Frage: Sie haben in Ihrer Studie mit Fällen zwischen 1945 und 2018 im Bistum Münster eine große Milde festgestellt im Umgang mit Schuldigen. Was heißt das genau, Herr Großbölting?

Großbölting: In der Personalkonferenz von Bischof, Weihbischöfen, dem Generalvikar und dem Leiter der Personalabteilung wurden Missbrauchstaten gemeldet. Das geschah meistens in einer eher "verdrucksten" Form. Das heißt, man behandelte die Fälle wenig explizit, sondern gab sie schnell an diejenigen weiter, die regional zuständig waren, beispielsweise an den Weihbischof. Wenn es ausführlichere Beratungen gab, war die Zielrichtung ganz deutlich: den Täter nicht verurteilen und dem "Mitbruder" zu ermöglichen, weiter priesterlich tätig zu sein. Diese Vorgehensweise lässt sich vielleicht theologisch erklären, hat aber mit Recht wenig zu tun. Die Bistumsleitungen gingen über die Jahrzehnte hinweg dezidiert andere Wege, als es sowohl das weltliche als auch das Kirchenrecht vorsah. Das hat sich in der Kirche erst mit der Jahrtausendwende und der Aufdeckung der Vorkommnisse am Canisius-Kolleg in Berlin geändert.
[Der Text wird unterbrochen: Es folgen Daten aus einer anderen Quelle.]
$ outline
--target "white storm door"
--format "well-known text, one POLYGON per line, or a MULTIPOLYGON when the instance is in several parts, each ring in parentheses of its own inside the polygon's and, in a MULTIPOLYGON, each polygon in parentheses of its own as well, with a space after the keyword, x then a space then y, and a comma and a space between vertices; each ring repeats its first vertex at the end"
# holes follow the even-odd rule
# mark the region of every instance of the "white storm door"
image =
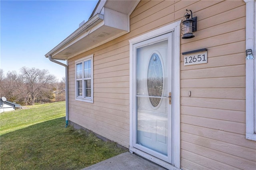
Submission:
POLYGON ((136 56, 133 146, 170 163, 172 35, 134 44, 133 50, 136 56))

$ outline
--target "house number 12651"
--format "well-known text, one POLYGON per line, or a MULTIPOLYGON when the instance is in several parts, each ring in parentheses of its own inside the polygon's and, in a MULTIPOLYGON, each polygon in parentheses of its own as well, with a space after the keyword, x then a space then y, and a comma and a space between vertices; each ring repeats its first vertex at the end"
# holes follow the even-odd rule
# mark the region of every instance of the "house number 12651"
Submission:
POLYGON ((207 51, 184 55, 184 65, 207 63, 207 51))

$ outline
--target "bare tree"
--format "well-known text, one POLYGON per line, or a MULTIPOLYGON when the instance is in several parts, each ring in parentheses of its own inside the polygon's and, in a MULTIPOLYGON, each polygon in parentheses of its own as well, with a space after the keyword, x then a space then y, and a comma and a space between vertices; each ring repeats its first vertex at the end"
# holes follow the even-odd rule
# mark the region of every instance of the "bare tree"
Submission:
POLYGON ((3 91, 4 90, 4 70, 2 69, 0 69, 0 97, 2 97, 3 91))
POLYGON ((42 98, 42 94, 49 91, 48 85, 56 81, 56 77, 49 74, 48 70, 31 69, 24 67, 20 69, 23 82, 25 84, 26 102, 34 105, 38 97, 42 98))

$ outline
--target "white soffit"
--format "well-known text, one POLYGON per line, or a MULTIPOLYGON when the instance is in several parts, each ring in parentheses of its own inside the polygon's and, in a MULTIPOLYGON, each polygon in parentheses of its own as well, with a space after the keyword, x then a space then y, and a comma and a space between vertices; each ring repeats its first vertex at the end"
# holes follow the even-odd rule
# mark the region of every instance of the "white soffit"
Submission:
POLYGON ((98 6, 92 17, 45 55, 66 60, 98 47, 130 31, 130 13, 139 0, 108 0, 98 6))

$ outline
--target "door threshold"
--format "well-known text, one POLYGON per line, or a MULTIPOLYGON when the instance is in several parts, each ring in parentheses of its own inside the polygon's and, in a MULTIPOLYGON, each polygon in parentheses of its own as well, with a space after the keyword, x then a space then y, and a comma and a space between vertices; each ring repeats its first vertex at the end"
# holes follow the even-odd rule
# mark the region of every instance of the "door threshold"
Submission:
POLYGON ((129 148, 129 152, 133 154, 136 154, 149 161, 156 164, 165 168, 170 170, 181 170, 181 169, 176 167, 171 164, 161 159, 156 158, 152 155, 144 152, 135 148, 130 146, 129 148))

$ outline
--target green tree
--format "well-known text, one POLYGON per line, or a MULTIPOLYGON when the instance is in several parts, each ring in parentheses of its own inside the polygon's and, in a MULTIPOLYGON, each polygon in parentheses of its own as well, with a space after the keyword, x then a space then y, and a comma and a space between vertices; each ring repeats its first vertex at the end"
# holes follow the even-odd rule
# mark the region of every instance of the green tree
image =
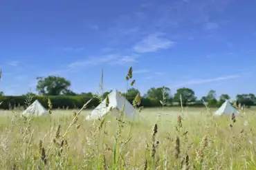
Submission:
POLYGON ((217 106, 218 100, 216 99, 216 96, 215 90, 211 89, 209 91, 206 96, 208 106, 217 106))
POLYGON ((181 96, 183 105, 186 105, 188 103, 194 102, 196 100, 196 97, 194 96, 194 92, 192 89, 183 87, 177 89, 176 93, 174 94, 174 99, 175 101, 179 102, 180 105, 181 96))
POLYGON ((207 98, 207 96, 203 96, 201 98, 201 100, 203 100, 205 102, 208 102, 208 99, 207 98))
POLYGON ((134 100, 138 94, 140 94, 140 91, 138 91, 138 89, 136 89, 132 87, 132 88, 130 88, 130 89, 127 89, 127 94, 124 94, 124 96, 126 95, 126 97, 127 98, 131 99, 131 100, 134 100))
POLYGON ((160 103, 160 100, 163 100, 163 90, 165 91, 165 98, 170 101, 172 100, 172 96, 170 95, 170 89, 166 87, 152 87, 150 88, 145 95, 147 98, 153 98, 160 103))
POLYGON ((208 94, 207 94, 207 100, 209 101, 212 99, 216 99, 216 91, 211 89, 209 91, 208 94))
POLYGON ((219 97, 218 105, 221 106, 225 102, 226 100, 228 99, 230 99, 230 97, 228 96, 228 94, 221 94, 221 96, 219 97))
POLYGON ((63 95, 65 95, 65 96, 77 96, 77 94, 76 94, 74 92, 73 92, 72 90, 68 89, 64 89, 63 91, 63 95))
POLYGON ((35 94, 33 93, 33 92, 27 92, 26 94, 23 94, 22 96, 37 96, 37 95, 36 95, 35 94))
POLYGON ((255 104, 255 96, 253 94, 243 94, 237 95, 237 102, 241 105, 250 106, 255 104))
POLYGON ((92 94, 91 92, 88 92, 88 93, 81 93, 80 94, 80 96, 82 96, 84 97, 88 97, 89 98, 91 98, 93 97, 93 94, 92 94))
POLYGON ((49 76, 46 78, 37 77, 37 91, 42 95, 64 95, 71 92, 68 87, 71 83, 64 77, 49 76))

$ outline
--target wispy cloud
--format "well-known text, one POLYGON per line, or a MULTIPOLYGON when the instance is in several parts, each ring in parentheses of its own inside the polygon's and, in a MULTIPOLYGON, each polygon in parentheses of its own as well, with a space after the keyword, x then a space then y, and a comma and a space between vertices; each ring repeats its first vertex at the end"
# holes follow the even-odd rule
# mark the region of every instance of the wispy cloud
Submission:
POLYGON ((229 75, 229 76, 217 77, 217 78, 214 78, 192 80, 192 81, 184 82, 184 83, 181 83, 181 84, 172 85, 171 87, 182 87, 182 86, 188 85, 204 84, 204 83, 207 83, 226 81, 226 80, 228 80, 228 79, 233 79, 233 78, 239 78, 239 77, 240 76, 239 75, 229 75))
POLYGON ((206 55, 206 59, 210 59, 214 58, 215 56, 216 56, 215 54, 209 54, 206 55))
POLYGON ((212 30, 219 28, 219 24, 214 22, 208 22, 204 25, 204 28, 207 30, 212 30))
POLYGON ((100 30, 100 27, 95 24, 90 24, 87 27, 95 31, 98 31, 100 30))
POLYGON ((136 55, 122 56, 118 54, 109 54, 98 57, 90 57, 85 60, 77 61, 70 63, 68 67, 71 69, 74 69, 80 67, 89 65, 98 65, 100 64, 123 64, 127 63, 138 62, 136 55))
POLYGON ((64 47, 63 50, 66 52, 79 52, 84 50, 84 47, 64 47))
POLYGON ((16 67, 16 66, 18 66, 19 63, 20 63, 20 61, 12 61, 8 63, 8 65, 10 66, 16 67))
POLYGON ((174 45, 174 42, 167 39, 161 38, 163 34, 149 34, 134 47, 134 50, 138 53, 156 52, 161 49, 167 49, 174 45))

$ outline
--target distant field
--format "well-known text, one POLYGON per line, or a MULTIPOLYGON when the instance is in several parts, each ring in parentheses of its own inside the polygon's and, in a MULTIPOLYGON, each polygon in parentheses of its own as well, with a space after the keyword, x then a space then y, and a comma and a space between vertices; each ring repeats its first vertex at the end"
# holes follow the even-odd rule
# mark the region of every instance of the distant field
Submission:
POLYGON ((242 111, 243 118, 237 117, 232 128, 229 117, 212 117, 203 107, 185 107, 178 129, 179 107, 146 108, 133 124, 125 119, 123 127, 110 117, 95 125, 84 120, 91 111, 83 111, 70 129, 73 110, 53 110, 51 116, 30 123, 13 118, 11 111, 0 111, 1 169, 256 169, 255 108, 242 111), (63 139, 56 130, 59 124, 60 136, 69 129, 63 139), (121 136, 116 139, 120 128, 121 136))

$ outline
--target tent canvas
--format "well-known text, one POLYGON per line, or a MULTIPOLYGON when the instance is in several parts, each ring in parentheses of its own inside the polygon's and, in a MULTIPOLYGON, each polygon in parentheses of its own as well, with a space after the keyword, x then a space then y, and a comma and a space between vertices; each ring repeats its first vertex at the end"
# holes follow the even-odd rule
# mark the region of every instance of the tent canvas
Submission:
POLYGON ((135 114, 134 107, 124 96, 120 96, 116 89, 112 91, 108 96, 109 99, 109 106, 106 107, 105 98, 91 111, 90 115, 86 117, 86 120, 100 118, 109 113, 111 108, 112 108, 112 110, 110 111, 110 114, 113 117, 116 117, 119 114, 120 110, 122 109, 123 105, 125 105, 124 114, 130 119, 134 118, 135 114))
POLYGON ((22 113, 22 115, 28 116, 34 114, 35 116, 39 116, 44 114, 47 114, 47 110, 42 105, 42 104, 35 100, 28 108, 22 113))
POLYGON ((237 115, 239 111, 230 104, 230 103, 226 100, 224 103, 214 112, 215 115, 229 115, 232 114, 237 115))

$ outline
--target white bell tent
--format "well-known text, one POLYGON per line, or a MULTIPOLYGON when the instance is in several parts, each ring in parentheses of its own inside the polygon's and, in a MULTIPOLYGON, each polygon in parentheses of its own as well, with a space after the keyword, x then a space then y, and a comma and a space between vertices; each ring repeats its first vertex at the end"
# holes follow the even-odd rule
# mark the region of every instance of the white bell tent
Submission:
POLYGON ((226 100, 222 105, 214 112, 215 115, 228 115, 231 116, 232 114, 235 115, 239 114, 239 111, 235 109, 230 103, 226 100))
POLYGON ((40 116, 44 114, 47 114, 47 110, 42 105, 42 104, 35 100, 28 108, 22 113, 22 115, 28 116, 34 114, 34 116, 40 116))
POLYGON ((124 114, 127 116, 130 119, 133 119, 135 114, 135 109, 124 96, 120 96, 116 89, 109 93, 108 96, 109 99, 109 106, 106 106, 107 98, 105 98, 91 111, 90 115, 86 117, 86 120, 101 118, 109 112, 112 116, 117 117, 124 105, 124 114), (112 108, 112 109, 110 111, 111 108, 112 108))

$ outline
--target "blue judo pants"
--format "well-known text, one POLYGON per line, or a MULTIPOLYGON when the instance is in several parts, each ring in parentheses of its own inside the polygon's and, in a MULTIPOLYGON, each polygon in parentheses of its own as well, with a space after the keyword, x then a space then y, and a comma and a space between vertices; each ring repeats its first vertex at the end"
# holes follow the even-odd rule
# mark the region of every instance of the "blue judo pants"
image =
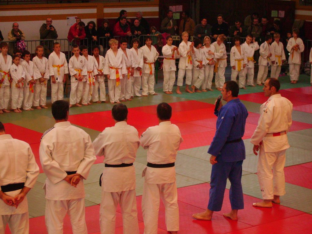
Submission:
POLYGON ((225 162, 222 161, 221 158, 217 157, 216 160, 218 162, 212 165, 207 208, 213 211, 221 210, 227 179, 228 178, 231 183, 229 197, 232 209, 244 209, 241 181, 243 160, 225 162))

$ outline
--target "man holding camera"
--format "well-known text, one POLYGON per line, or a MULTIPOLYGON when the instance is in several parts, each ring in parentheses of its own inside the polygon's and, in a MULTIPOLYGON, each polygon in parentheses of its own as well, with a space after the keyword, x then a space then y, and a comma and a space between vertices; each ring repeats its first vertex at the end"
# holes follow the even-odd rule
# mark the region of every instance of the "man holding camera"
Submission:
MULTIPOLYGON (((55 28, 52 25, 52 19, 47 18, 46 20, 46 23, 43 24, 39 31, 40 32, 41 40, 56 39, 57 38, 57 33, 55 28)), ((41 41, 41 44, 44 48, 44 56, 48 58, 49 56, 53 51, 53 41, 41 41)))

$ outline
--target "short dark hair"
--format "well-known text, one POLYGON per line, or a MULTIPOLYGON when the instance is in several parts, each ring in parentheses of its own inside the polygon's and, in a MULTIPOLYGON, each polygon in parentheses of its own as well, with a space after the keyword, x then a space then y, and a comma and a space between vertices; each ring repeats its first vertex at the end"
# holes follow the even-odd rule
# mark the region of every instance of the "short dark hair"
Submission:
POLYGON ((268 78, 269 80, 269 86, 271 89, 272 87, 275 87, 276 89, 276 92, 278 92, 280 88, 280 83, 278 79, 276 78, 271 77, 268 78))
POLYGON ((115 120, 123 121, 127 119, 128 109, 125 105, 119 103, 114 105, 112 109, 112 116, 115 120))
POLYGON ((56 120, 66 119, 69 110, 69 103, 63 100, 56 101, 52 104, 52 115, 56 120))
POLYGON ((239 87, 236 82, 234 80, 228 80, 224 82, 225 89, 227 91, 232 91, 232 96, 237 97, 239 92, 239 87))
POLYGON ((4 126, 3 124, 0 121, 0 132, 5 132, 5 129, 4 129, 4 126))
POLYGON ((166 102, 159 103, 157 106, 157 116, 161 120, 170 119, 172 115, 172 108, 166 102))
Thomas Grossboelting im Portrait
Bild: ©picture alliance/dpa/Jan-Philipp Strobel

Thomas Großbölting ist Historiker an der Uni Münster.

Frage: Und so haben in Münster auch die Bischöfe gehandelt?

Großbölting: Ja, das betrifft auch die Bischöfe. Wir werden das im März 2022, wenn wir die Studie veröffentlichen, ausführlich dokumentieren. Aktuell gehen wir davon aus, dass es beispielsweise in der langen Amtszeit des inzwischen verstorbenen Bischofs Reinhard Lettmann eine Reihe von Fällen gibt, in denen er nicht nur moralisch, sondern auch juristisch und kirchenrechtlich nicht korrekt gehandelt hat.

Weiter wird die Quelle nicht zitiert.